§ 155.430 Termination of Exchange enrollment or coverage.
(a) General requirements. The Exchange must determine the form and manner in which enrollment in a QHP through the Exchange may be terminated.
(b) Termination events—(1) Enrollee-initiated terminations. (i) The Exchange must permit an enrollee to terminate his or her coverage or enrollment in a QHP through the Exchange, including as a result of the enrollee obtaining other minimum essential coverage. To the extent the enrollee has the right to terminate the coverage under applicable State laws, including “free look” cancellation laws, the enrollee may do so, in accordance with such laws.
(ii) The Exchange must provide an opportunity at the time of plan selection for an enrollee to choose to remain enrolled in a QHP if he or she becomes eligible for other minimum essential coverage and the enrollee does not request termination in accordance with paragraph (b)(1)(i) of this section.

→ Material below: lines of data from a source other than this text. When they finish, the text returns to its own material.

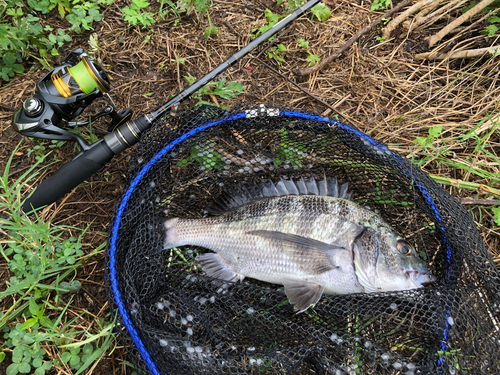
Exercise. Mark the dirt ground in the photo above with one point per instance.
(378, 87)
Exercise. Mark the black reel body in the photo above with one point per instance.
(61, 96)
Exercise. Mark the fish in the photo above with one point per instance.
(305, 234)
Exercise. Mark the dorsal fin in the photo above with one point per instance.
(247, 193)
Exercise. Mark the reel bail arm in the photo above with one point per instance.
(126, 132)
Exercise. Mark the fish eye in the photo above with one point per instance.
(404, 247)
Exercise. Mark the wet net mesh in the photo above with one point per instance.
(176, 320)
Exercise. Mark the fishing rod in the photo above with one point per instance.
(63, 93)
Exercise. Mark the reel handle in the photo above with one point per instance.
(69, 176)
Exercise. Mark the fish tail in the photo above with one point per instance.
(171, 237)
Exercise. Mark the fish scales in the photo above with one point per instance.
(312, 244)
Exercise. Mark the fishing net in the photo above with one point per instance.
(176, 320)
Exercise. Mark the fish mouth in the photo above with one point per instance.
(421, 279)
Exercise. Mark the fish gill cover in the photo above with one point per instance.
(177, 320)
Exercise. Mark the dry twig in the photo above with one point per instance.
(460, 54)
(386, 32)
(464, 17)
(350, 42)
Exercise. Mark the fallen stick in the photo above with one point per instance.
(467, 54)
(350, 42)
(464, 17)
(437, 14)
(386, 32)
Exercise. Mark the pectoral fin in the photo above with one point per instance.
(214, 266)
(302, 294)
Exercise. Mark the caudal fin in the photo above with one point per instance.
(171, 237)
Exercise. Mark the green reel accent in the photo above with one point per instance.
(84, 77)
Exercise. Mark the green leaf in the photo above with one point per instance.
(29, 323)
(46, 322)
(37, 362)
(34, 308)
(65, 357)
(13, 369)
(313, 59)
(272, 18)
(88, 349)
(140, 3)
(303, 44)
(24, 367)
(496, 215)
(435, 131)
(9, 58)
(321, 11)
(74, 360)
(18, 68)
(28, 338)
(380, 4)
(211, 30)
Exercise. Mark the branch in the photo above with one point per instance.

If an enrollee does not choose to remain enrolled in a QHP in such situation, the Exchange must initiate termination of his or her enrollment in the QHP upon completion of the process specified in § 155.330(e)(2).
(iii) The Exchange must establish a process to permit individuals, including enrollees' authorized representatives, to report the death of an enrollee for purposes of initiating termination of the enrollee's Exchange enrollment. The Exchange may require the reporting party to submit documentation of the death. Any applicable premium refund, or premium due, must be processed by the deceased enrollee's QHP in accordance with State law.

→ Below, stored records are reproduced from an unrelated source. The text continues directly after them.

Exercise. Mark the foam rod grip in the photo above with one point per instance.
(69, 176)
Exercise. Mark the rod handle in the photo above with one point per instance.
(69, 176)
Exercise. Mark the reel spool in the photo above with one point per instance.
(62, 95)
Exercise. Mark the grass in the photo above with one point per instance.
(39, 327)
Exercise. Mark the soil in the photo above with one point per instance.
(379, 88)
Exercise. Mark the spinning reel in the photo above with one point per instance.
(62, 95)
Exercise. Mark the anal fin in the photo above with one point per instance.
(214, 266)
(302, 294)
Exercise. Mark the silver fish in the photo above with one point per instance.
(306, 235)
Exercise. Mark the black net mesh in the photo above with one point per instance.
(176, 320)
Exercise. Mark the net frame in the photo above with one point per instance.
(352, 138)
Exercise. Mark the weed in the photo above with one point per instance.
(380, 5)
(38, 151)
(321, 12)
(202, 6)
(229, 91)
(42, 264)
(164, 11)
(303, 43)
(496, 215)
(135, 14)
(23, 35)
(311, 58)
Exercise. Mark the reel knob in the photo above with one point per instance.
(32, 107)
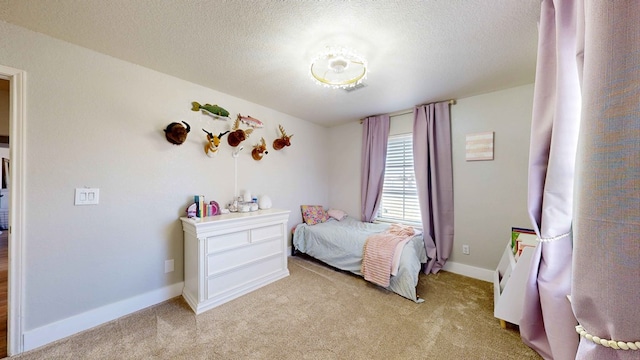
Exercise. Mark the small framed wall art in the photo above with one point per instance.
(479, 146)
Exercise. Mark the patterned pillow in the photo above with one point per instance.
(313, 214)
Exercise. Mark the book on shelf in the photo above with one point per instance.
(521, 238)
(199, 200)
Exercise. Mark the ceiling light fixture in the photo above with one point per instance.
(338, 68)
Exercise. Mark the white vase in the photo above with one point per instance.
(264, 202)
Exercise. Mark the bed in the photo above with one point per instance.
(340, 243)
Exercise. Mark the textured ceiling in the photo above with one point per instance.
(418, 51)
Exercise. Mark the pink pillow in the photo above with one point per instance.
(336, 214)
(313, 214)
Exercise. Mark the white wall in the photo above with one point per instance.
(489, 196)
(96, 121)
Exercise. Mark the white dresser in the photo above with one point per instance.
(229, 255)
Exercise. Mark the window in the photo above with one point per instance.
(399, 191)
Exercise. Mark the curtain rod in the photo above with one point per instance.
(409, 111)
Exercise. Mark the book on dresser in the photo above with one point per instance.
(510, 277)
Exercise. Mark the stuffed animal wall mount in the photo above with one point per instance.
(213, 141)
(237, 135)
(215, 110)
(284, 140)
(259, 150)
(176, 133)
(251, 121)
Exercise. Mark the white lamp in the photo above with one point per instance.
(338, 68)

(iv) The Exchange must permit an enrollee to retroactively terminate or cancel his or her coverage or enrollment in a QHP in the following circumstances:
(A) The enrollee demonstrates to the Exchange that he or she attempted to terminate his or her coverage or enrollment in a QHP and experienced a technical error that did not allow the enrollee to terminate his or her coverage or enrollment through the Exchange, and requests retroactive termination within 60 days after he or she discovered the technical error.
(B) The enrollee demonstrates to the Exchange that his or her enrollment in a QHP through the Exchange was unintentional, inadvertent, or erroneous and was the result of the error or misconduct of an officer, employee, or agent of the Exchange or HHS, its instrumentalities, or a non-Exchange entity providing enrollment assistance or conducting enrollment activities. Such enrollee must request cancellation within 60 days of discovering the unintentional, inadvertent, or erroneous enrollment. For purposes of this paragraph (b)(1)(iv)(B), misconduct includes the failure to comply with applicable standards under this part, part 156 of this subchapter, or other applicable Federal or State requirements as determined by the Exchange.